At the grass-roots level, a "silent revolution" is already taking place in Muslim communities. In everyday life, millions of women and men are building connecting passageways; committing themselves at the social, political, and cultural level; giving shape to a new "we." Muslims have been active, for example, in helping to produce and circulate the Rotterdam Charter. Initiated in 1996 in the Netherlands, and now being circulated for adoption in European nations, the charter pledges to develop and improve police services for a multiethnic society. In London, citizens' groups from across the city are working to bring different communities together on common projects, including steps to end discrimination in the job market and in housing. The political debates and ideological confrontations among Western elites fail to embrace those fascinating processes that are emerging at the local level and obscure the living dynamics of encounter and dialogue that are flourishing at the grass roots.

Those processes, which have been accelerating over the last 15 years, are of enormous importance for the contemporary Muslim conscience. On the theoretical and juridical level, they oblige Muslim scholars (ulema) to return to the founding texts to derive new ways of understanding, fresh responses to the challenges of our age. Indeed, as American and European Muslims in the heart of our industrialized, postmodern societies confront complex scientific, economic, political, and cultural issues, they are not finding the answers they seek from the intellectual output of the ulema living in societies where Muslims form a majority. As a result, for the first time, we are witnessing the reversal of a trend: Western Muslims -- by necessity of their environments, their new understandings, and their new initiatives -- are beginning to have an influence on traditional Muslim societies. Ideas of civil society, of citizenship, of democracy, and of relations with Western secularized or non-Muslim societies are now openly discussed in many parts of the Muslim world; Western Muslims and those living in countries where Muslims are in the majority share in the central debate over what rights and freedoms citizens have. It is, I believe, clear that the experience of Muslims in the West has, and will increasingly have, an impact on traditional Muslim societies.,/blockquote>

Posted by Orrin Judd at February 16, 2007 6:58 AM
Comments

Conflating American constitutional republicanism with 'democracy' is a common misconception.

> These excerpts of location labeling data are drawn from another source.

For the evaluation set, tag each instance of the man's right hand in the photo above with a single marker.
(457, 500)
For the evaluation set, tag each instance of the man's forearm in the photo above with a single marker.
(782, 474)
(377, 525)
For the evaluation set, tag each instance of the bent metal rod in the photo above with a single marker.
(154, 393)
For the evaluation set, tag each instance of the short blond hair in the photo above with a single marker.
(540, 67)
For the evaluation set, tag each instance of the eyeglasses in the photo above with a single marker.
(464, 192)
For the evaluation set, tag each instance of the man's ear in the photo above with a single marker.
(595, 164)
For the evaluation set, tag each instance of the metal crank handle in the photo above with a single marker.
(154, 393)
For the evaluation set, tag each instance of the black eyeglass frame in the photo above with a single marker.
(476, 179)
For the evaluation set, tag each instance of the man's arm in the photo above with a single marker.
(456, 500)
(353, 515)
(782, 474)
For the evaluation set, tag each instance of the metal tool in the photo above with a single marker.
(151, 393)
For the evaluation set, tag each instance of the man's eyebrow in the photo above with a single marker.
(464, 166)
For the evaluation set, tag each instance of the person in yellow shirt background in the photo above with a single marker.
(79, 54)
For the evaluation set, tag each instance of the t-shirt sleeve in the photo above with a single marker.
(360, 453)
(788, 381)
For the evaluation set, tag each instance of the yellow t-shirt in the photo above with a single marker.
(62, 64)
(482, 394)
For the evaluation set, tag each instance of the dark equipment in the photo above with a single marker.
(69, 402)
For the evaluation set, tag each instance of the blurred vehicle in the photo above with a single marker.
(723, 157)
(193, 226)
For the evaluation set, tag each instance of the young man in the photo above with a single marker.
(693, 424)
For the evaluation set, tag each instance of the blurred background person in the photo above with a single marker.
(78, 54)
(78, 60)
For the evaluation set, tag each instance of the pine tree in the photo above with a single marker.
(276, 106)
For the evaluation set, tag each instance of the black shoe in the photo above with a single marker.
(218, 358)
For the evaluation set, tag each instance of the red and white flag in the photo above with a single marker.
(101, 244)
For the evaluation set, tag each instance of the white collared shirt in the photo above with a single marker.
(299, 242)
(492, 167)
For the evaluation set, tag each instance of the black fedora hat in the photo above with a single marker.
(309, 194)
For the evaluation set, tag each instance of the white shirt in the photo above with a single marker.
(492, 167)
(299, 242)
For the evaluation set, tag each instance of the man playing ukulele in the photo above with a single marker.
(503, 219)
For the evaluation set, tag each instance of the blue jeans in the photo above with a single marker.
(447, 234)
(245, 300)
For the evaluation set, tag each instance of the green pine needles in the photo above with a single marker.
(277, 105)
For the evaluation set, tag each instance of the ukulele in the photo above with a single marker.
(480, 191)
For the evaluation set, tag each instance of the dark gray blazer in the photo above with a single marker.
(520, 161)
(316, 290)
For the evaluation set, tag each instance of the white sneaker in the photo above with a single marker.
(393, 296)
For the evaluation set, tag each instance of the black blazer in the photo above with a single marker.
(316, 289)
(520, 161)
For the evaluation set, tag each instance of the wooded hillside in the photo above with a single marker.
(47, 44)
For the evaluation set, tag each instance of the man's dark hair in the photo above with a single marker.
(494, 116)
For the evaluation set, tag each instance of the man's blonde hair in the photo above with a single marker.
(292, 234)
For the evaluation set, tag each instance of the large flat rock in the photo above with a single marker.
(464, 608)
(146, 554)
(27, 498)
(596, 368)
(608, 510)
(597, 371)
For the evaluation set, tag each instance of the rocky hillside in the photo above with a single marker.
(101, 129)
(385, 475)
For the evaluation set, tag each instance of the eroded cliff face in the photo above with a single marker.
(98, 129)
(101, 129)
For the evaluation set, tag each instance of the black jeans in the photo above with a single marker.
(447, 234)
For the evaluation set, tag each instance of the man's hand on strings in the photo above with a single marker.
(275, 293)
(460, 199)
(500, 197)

Posted by: Tom C at February 16, 2007 7:51 AM

Yes, it's especially odd for us--who are so hostile to total democracy ourselves--to hold it against Islamists who share that hostility.

Posted by: oj at February 16, 2007 12:11 PM

Someone is suggesting that constitutional republicanism is equivalent to kleptocratic theocracy because both are in opposition to so-called "democracy."

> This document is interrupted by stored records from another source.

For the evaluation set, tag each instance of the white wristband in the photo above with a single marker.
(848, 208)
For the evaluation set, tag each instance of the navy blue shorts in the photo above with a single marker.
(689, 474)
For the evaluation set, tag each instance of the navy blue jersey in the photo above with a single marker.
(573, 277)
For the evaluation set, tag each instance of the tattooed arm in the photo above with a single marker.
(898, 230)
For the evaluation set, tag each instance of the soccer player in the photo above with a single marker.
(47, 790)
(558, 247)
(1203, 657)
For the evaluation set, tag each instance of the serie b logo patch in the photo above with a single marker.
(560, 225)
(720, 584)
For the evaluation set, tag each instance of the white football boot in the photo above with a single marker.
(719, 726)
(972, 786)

Posted by: Lou Gots at February 16, 2007 2:22 PM

Who?

Posted by: oj at February 16, 2007 3:45 PM

Some Islamophilic apologist.

Posted by: Raoul Ortega at February 16, 2007 6:21 PM

Islamists don't call for kleptocracy any more than Republicans do.

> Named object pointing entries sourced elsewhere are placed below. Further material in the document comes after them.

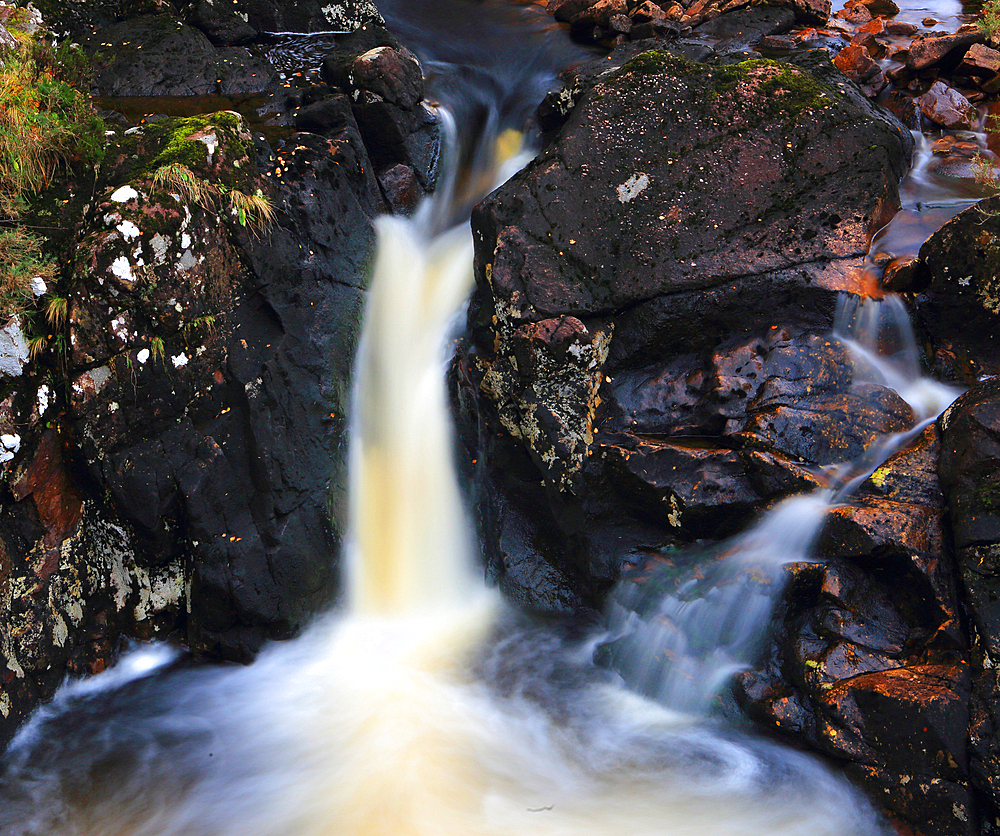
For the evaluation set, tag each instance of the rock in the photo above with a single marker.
(222, 24)
(401, 188)
(857, 64)
(970, 471)
(159, 56)
(980, 60)
(945, 106)
(394, 74)
(928, 50)
(742, 29)
(648, 237)
(647, 11)
(7, 40)
(205, 408)
(307, 15)
(875, 48)
(856, 13)
(899, 274)
(601, 12)
(383, 82)
(880, 7)
(13, 349)
(623, 426)
(959, 296)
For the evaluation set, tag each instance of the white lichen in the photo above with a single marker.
(124, 194)
(123, 269)
(631, 188)
(129, 231)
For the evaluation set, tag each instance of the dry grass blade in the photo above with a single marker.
(178, 178)
(254, 211)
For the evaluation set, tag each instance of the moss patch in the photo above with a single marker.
(787, 90)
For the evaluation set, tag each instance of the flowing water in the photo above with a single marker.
(424, 707)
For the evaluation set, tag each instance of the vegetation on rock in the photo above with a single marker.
(46, 124)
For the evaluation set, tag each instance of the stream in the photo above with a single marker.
(424, 706)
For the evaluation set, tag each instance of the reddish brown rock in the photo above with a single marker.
(927, 50)
(401, 188)
(855, 62)
(912, 719)
(945, 106)
(875, 48)
(981, 61)
(856, 13)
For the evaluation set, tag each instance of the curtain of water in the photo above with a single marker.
(681, 646)
(401, 717)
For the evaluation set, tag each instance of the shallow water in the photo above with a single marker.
(425, 708)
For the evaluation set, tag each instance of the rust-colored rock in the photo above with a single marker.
(927, 50)
(945, 106)
(980, 60)
(855, 62)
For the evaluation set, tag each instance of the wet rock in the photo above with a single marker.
(655, 230)
(826, 428)
(307, 15)
(875, 48)
(394, 74)
(211, 360)
(945, 106)
(857, 64)
(401, 188)
(880, 7)
(856, 13)
(383, 82)
(685, 298)
(981, 61)
(704, 492)
(959, 296)
(970, 471)
(546, 389)
(13, 349)
(912, 719)
(160, 56)
(222, 24)
(899, 274)
(928, 50)
(743, 29)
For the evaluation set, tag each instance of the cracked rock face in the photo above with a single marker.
(657, 272)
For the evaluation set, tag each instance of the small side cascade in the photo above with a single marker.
(679, 635)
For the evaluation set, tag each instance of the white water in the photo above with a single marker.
(681, 646)
(424, 709)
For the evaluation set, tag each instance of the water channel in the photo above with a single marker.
(424, 707)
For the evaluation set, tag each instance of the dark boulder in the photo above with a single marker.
(970, 476)
(958, 292)
(638, 339)
(160, 56)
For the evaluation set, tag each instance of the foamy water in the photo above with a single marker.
(425, 708)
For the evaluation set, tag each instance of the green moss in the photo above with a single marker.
(789, 90)
(658, 61)
(177, 147)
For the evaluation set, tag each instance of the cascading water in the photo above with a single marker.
(422, 708)
(681, 645)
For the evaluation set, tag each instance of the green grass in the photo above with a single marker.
(47, 125)
(21, 260)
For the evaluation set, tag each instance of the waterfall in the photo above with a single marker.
(681, 646)
(421, 708)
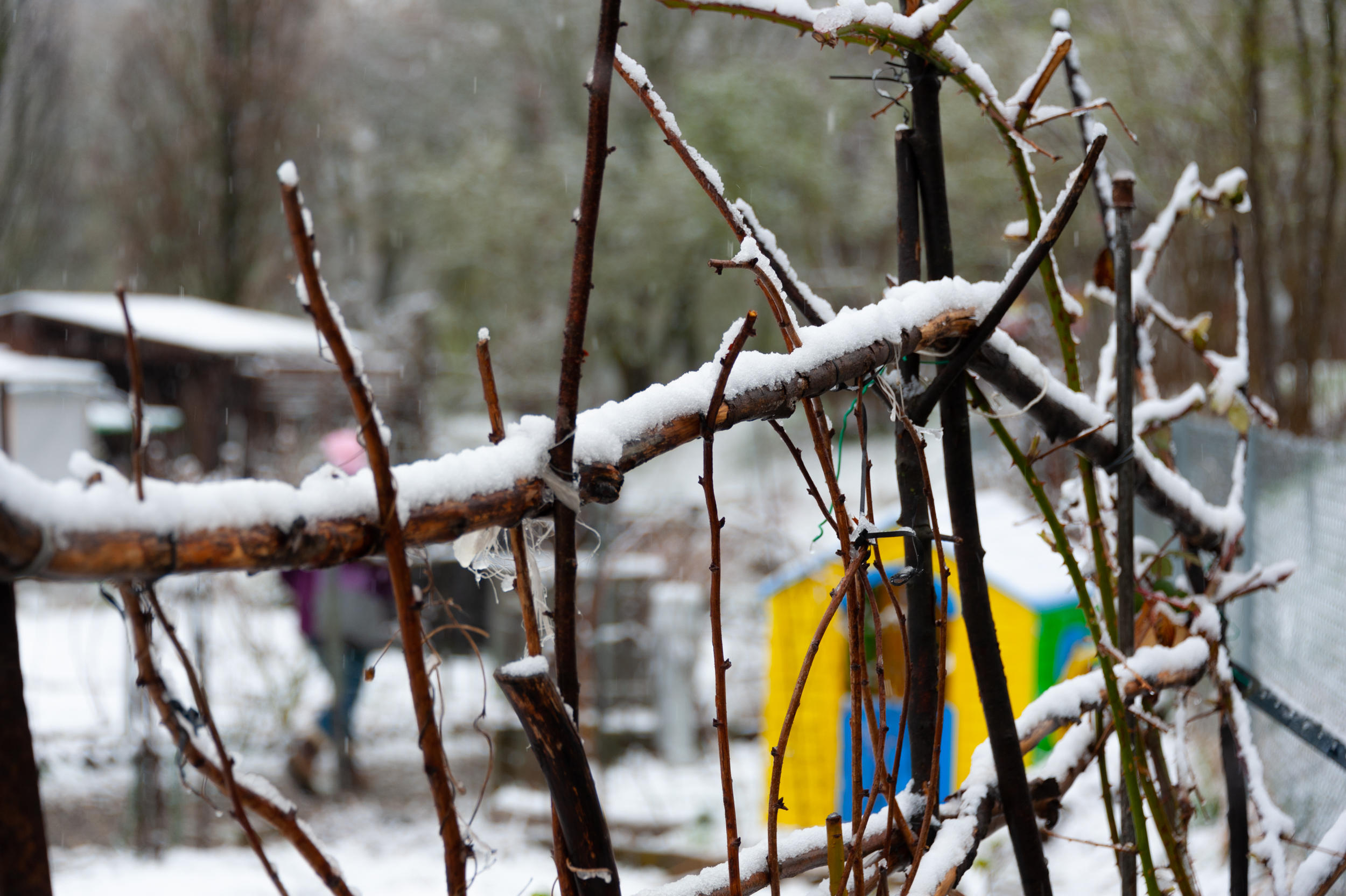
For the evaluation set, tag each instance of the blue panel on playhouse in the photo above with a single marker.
(894, 711)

Posted by: oj at February 16, 2007 10:00 PM

It is interesting that you quote "President Bush's drive for democracy in the Middle East can not be squared with his short-sighted intolerance of political Islam" and "implying the Muslim Brothers are democratic" and "have a full length article by Tariq Ramadan on what Islam can give to us" without even smirking. Remarkable!

As one who has followed the blog world on its views of Sayyid Qutb, your discussion of democracy and your take on Tariq is interesting. You may be interested in visiting and contributing to a blog that explores the totality of Qutb and Islam in the form of considered essays.
http://anti-sayyid-qutb.blogspot.com/

Enjoy

Dave

Posted by: Dave at February 17, 2007 3:45 AM

Political Islam can afford to be democratic precisely because it is popular. the vote will make Europe Islamic, not force.